The next five ranges, arranged here from west to east, extend into Texas and the Texas maps have not been examined yet to determine if the highest points of these ranges are in that state.  The Guadalupe Mountains are the one exception where Guadalupe Peak, the highest point in Texas, is definitely the range high point.

 

  1. Franklin Mountains – Located in the southern and central part of the state in Dona Ana County.  The range extends into Texas and the highest point of the range is North Franklin Mountain at 7192 ft.  In New Mexico the highest point of the range is North Anthonys Nose at 5388 ft.

 

  1. Hueco Mountains – This range in Otero County also extends into Texas and the highest point there is Cerro Alto at 6787 ft.  In New Mexico the highest peak is Bassett BM, 6057 ft., on the Mountain Tank map.

 

  1. Cornudas Mountains – This range in Otero County also extends into Texas, but the high point is in New Mexico and is Wind Mountain, 7280 ft., on the Cornudas Mountains map.

 

  1. Brokeoff Mountains – A spur of the Guadalupe Mountains in Otero County.  The high point in New Mexico is on the New Mexico, Texas state line on the Panther Canyon map.  The range extends into Texas and a likely high point is Cutoff Mountain at 6953 ft.

 

  1. Guadalupe Mountains – This range in Eddy County extends into Texas with the range’s highest point being Guadalupe Peak, 8749 ft., in Texas.  In New Mexico the highest point is an unnamed peak close to the Texas border on the El Paso Gap map.  The point at 7500 ft. (interpreted) is also the high point of Eddy county.

 

References: 

  1. “Guide to the New Mexico Mountains” by Herbert E. Ungnade.
  2. “The Place Names of New Mexico” by Robert Julyan.  University of New Mexico Press, 1996.
  3. “The Hikers Guide to New Mexico” by Laurence Parent.  Falcon Press, 1991.
  4. “Hikers and Climbers Guide to the Sandias” by Mike Hill.  University of New Mexico Press, 1977.
  5. “El Malpais, Mt.
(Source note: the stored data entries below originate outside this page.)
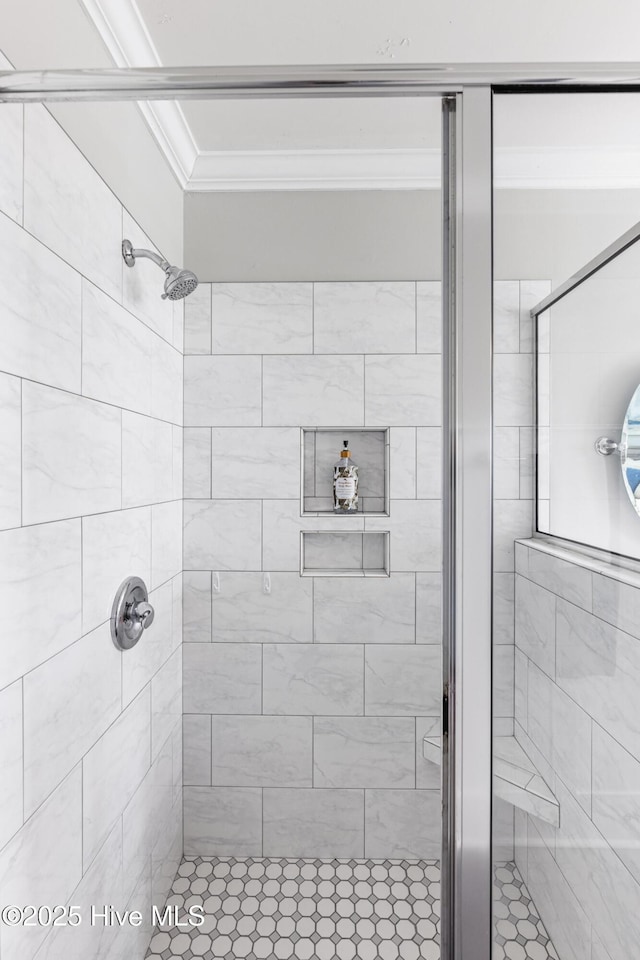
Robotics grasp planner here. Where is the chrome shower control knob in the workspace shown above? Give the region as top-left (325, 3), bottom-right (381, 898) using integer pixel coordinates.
top-left (111, 577), bottom-right (155, 650)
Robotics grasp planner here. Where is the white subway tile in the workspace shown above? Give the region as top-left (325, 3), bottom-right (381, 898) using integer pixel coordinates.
top-left (263, 355), bottom-right (364, 427)
top-left (211, 283), bottom-right (313, 354)
top-left (264, 790), bottom-right (364, 859)
top-left (0, 210), bottom-right (82, 392)
top-left (24, 104), bottom-right (122, 300)
top-left (364, 355), bottom-right (442, 427)
top-left (0, 372), bottom-right (22, 529)
top-left (184, 356), bottom-right (262, 427)
top-left (0, 520), bottom-right (82, 688)
top-left (184, 500), bottom-right (262, 570)
top-left (22, 381), bottom-right (122, 524)
top-left (314, 281), bottom-right (416, 353)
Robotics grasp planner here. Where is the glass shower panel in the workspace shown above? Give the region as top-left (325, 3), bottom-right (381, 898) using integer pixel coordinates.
top-left (493, 94), bottom-right (640, 960)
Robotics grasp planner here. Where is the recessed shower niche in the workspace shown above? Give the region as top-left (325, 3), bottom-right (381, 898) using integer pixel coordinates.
top-left (301, 427), bottom-right (389, 522)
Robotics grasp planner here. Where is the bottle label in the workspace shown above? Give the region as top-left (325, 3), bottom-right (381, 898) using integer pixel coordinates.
top-left (335, 477), bottom-right (356, 500)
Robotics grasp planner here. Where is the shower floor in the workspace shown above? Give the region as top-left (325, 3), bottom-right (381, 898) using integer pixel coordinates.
top-left (147, 857), bottom-right (557, 960)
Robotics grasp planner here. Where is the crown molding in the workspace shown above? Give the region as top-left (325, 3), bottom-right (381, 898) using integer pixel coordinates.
top-left (80, 0), bottom-right (640, 192)
top-left (80, 0), bottom-right (198, 190)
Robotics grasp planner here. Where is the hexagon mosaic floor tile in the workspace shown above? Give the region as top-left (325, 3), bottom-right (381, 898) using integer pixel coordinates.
top-left (147, 857), bottom-right (557, 960)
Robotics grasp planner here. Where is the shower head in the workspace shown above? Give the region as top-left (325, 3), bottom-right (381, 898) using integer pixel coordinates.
top-left (122, 240), bottom-right (198, 300)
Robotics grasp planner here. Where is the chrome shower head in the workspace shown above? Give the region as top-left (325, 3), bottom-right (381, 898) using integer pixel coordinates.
top-left (122, 240), bottom-right (198, 300)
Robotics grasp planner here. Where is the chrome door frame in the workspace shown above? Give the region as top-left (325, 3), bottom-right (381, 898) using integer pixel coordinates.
top-left (0, 63), bottom-right (640, 960)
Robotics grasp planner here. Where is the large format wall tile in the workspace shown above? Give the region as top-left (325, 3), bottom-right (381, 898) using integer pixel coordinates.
top-left (263, 643), bottom-right (364, 712)
top-left (183, 643), bottom-right (262, 714)
top-left (184, 787), bottom-right (262, 857)
top-left (209, 572), bottom-right (318, 643)
top-left (314, 717), bottom-right (415, 788)
top-left (0, 373), bottom-right (22, 529)
top-left (262, 356), bottom-right (364, 427)
top-left (364, 790), bottom-right (442, 860)
top-left (184, 356), bottom-right (262, 427)
top-left (264, 790), bottom-right (364, 858)
top-left (211, 716), bottom-right (312, 787)
top-left (314, 281), bottom-right (416, 353)
top-left (0, 210), bottom-right (81, 391)
top-left (364, 355), bottom-right (442, 427)
top-left (23, 624), bottom-right (122, 817)
top-left (364, 644), bottom-right (442, 717)
top-left (184, 500), bottom-right (262, 570)
top-left (211, 283), bottom-right (312, 354)
top-left (314, 573), bottom-right (416, 643)
top-left (0, 681), bottom-right (23, 850)
top-left (24, 105), bottom-right (122, 300)
top-left (0, 520), bottom-right (82, 688)
top-left (22, 381), bottom-right (122, 523)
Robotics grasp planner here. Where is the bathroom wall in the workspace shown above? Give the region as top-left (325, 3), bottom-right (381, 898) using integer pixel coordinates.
top-left (0, 97), bottom-right (183, 960)
top-left (515, 540), bottom-right (640, 960)
top-left (184, 282), bottom-right (441, 857)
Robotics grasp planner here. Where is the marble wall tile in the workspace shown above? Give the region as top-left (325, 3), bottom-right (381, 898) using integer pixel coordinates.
top-left (211, 427), bottom-right (300, 500)
top-left (262, 355), bottom-right (362, 427)
top-left (313, 281), bottom-right (416, 353)
top-left (184, 356), bottom-right (262, 427)
top-left (416, 280), bottom-right (442, 353)
top-left (0, 372), bottom-right (22, 529)
top-left (149, 500), bottom-right (182, 590)
top-left (0, 520), bottom-right (81, 688)
top-left (416, 573), bottom-right (442, 644)
top-left (389, 427), bottom-right (418, 500)
top-left (0, 766), bottom-right (82, 960)
top-left (23, 624), bottom-right (122, 817)
top-left (22, 381), bottom-right (122, 524)
top-left (0, 680), bottom-right (23, 850)
top-left (364, 790), bottom-right (442, 860)
top-left (211, 716), bottom-right (313, 787)
top-left (184, 500), bottom-right (262, 570)
top-left (183, 643), bottom-right (262, 714)
top-left (587, 723), bottom-right (640, 882)
top-left (120, 210), bottom-right (174, 343)
top-left (365, 500), bottom-right (442, 573)
top-left (527, 819), bottom-right (591, 960)
top-left (184, 787), bottom-right (262, 857)
top-left (82, 507), bottom-right (151, 633)
top-left (82, 687), bottom-right (151, 869)
top-left (82, 279), bottom-right (156, 414)
top-left (592, 570), bottom-right (640, 639)
top-left (24, 104), bottom-right (122, 300)
top-left (264, 790), bottom-right (364, 858)
top-left (0, 210), bottom-right (82, 392)
top-left (515, 576), bottom-right (556, 677)
top-left (182, 713), bottom-right (211, 786)
top-left (151, 650), bottom-right (182, 760)
top-left (416, 427), bottom-right (442, 500)
top-left (184, 283), bottom-right (212, 355)
top-left (122, 410), bottom-right (174, 509)
top-left (122, 581), bottom-right (182, 704)
top-left (556, 600), bottom-right (640, 758)
top-left (493, 353), bottom-right (533, 427)
top-left (183, 570), bottom-right (214, 643)
top-left (184, 427), bottom-right (211, 500)
top-left (262, 643), bottom-right (364, 716)
top-left (314, 573), bottom-right (415, 644)
top-left (0, 103), bottom-right (24, 223)
top-left (364, 355), bottom-right (442, 427)
top-left (364, 644), bottom-right (442, 717)
top-left (211, 283), bottom-right (313, 354)
top-left (525, 549), bottom-right (592, 619)
top-left (313, 717), bottom-right (415, 788)
top-left (493, 280), bottom-right (520, 353)
top-left (212, 572), bottom-right (317, 644)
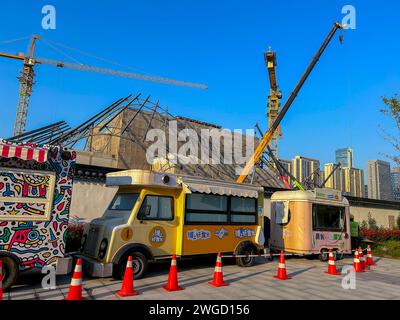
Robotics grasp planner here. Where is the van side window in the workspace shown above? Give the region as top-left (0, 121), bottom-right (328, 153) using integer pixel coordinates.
top-left (185, 193), bottom-right (257, 224)
top-left (138, 196), bottom-right (174, 220)
top-left (185, 193), bottom-right (228, 224)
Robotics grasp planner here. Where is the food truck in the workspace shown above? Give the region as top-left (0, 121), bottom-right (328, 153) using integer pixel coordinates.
top-left (0, 139), bottom-right (76, 290)
top-left (270, 188), bottom-right (351, 261)
top-left (81, 170), bottom-right (264, 278)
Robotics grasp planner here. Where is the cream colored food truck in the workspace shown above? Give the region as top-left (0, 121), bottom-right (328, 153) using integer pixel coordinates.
top-left (81, 170), bottom-right (264, 278)
top-left (270, 188), bottom-right (351, 261)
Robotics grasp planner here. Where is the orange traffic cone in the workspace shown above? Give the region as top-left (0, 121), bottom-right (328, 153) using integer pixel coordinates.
top-left (117, 256), bottom-right (140, 297)
top-left (367, 245), bottom-right (375, 266)
top-left (358, 247), bottom-right (369, 270)
top-left (274, 250), bottom-right (292, 280)
top-left (0, 260), bottom-right (3, 301)
top-left (325, 249), bottom-right (340, 276)
top-left (208, 252), bottom-right (229, 287)
top-left (65, 258), bottom-right (83, 300)
top-left (354, 250), bottom-right (364, 272)
top-left (163, 254), bottom-right (183, 291)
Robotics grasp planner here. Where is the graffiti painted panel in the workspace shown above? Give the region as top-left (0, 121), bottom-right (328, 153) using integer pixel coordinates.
top-left (0, 171), bottom-right (50, 199)
top-left (0, 201), bottom-right (46, 218)
top-left (0, 140), bottom-right (76, 270)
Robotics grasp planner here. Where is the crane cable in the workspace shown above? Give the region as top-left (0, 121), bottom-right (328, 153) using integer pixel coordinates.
top-left (41, 38), bottom-right (83, 65)
top-left (41, 37), bottom-right (155, 76)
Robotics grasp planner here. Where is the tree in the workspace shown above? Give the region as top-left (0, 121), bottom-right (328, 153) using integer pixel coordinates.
top-left (380, 93), bottom-right (400, 165)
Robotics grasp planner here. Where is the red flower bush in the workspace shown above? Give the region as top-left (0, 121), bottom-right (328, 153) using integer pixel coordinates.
top-left (360, 230), bottom-right (400, 242)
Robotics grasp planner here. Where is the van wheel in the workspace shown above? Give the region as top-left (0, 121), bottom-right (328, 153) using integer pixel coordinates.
top-left (0, 257), bottom-right (18, 291)
top-left (319, 249), bottom-right (329, 262)
top-left (113, 252), bottom-right (149, 280)
top-left (236, 246), bottom-right (256, 267)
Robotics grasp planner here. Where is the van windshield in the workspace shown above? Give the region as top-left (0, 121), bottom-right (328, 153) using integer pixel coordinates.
top-left (108, 193), bottom-right (139, 211)
top-left (313, 204), bottom-right (345, 231)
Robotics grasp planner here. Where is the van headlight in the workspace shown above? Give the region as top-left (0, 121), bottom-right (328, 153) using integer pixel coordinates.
top-left (99, 239), bottom-right (108, 259)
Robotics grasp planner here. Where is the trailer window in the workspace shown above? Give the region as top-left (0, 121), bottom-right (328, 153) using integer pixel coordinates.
top-left (108, 193), bottom-right (139, 211)
top-left (185, 193), bottom-right (257, 224)
top-left (138, 196), bottom-right (174, 220)
top-left (273, 201), bottom-right (290, 225)
top-left (230, 197), bottom-right (257, 224)
top-left (312, 204), bottom-right (345, 231)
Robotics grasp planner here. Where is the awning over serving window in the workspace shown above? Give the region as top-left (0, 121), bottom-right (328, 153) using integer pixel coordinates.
top-left (0, 140), bottom-right (48, 162)
top-left (182, 177), bottom-right (263, 198)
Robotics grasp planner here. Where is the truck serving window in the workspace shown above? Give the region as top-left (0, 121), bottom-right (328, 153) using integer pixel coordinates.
top-left (312, 204), bottom-right (345, 231)
top-left (230, 197), bottom-right (257, 224)
top-left (108, 193), bottom-right (139, 211)
top-left (138, 196), bottom-right (174, 220)
top-left (0, 168), bottom-right (55, 221)
top-left (185, 193), bottom-right (257, 224)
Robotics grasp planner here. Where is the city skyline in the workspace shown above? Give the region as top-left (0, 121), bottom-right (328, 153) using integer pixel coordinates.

Taylor and the Zuni Mountains” by Sherry Robinson.  University of New Mexico Press, 1994.
  6. “The Maxwell Land Grant” by William A. Keleher.  Reprint 1984 by University of New Mexico Press.  Originally published: 2nd edition New York, Argosy-Antiquarian, 1964.
  7. “New Mexico in Maps” edited by Jerry L. Williams.  2nd edition by University of New Mexico Press, 1986.
  8. “Topographic Quadrangle Maps of Gila National Forest”.  A spiral-bound book of all the 7.5 minute maps in the Gila National Forest reduced to A size pages.  Produced by the U.S. Forest Service, Southwestern region.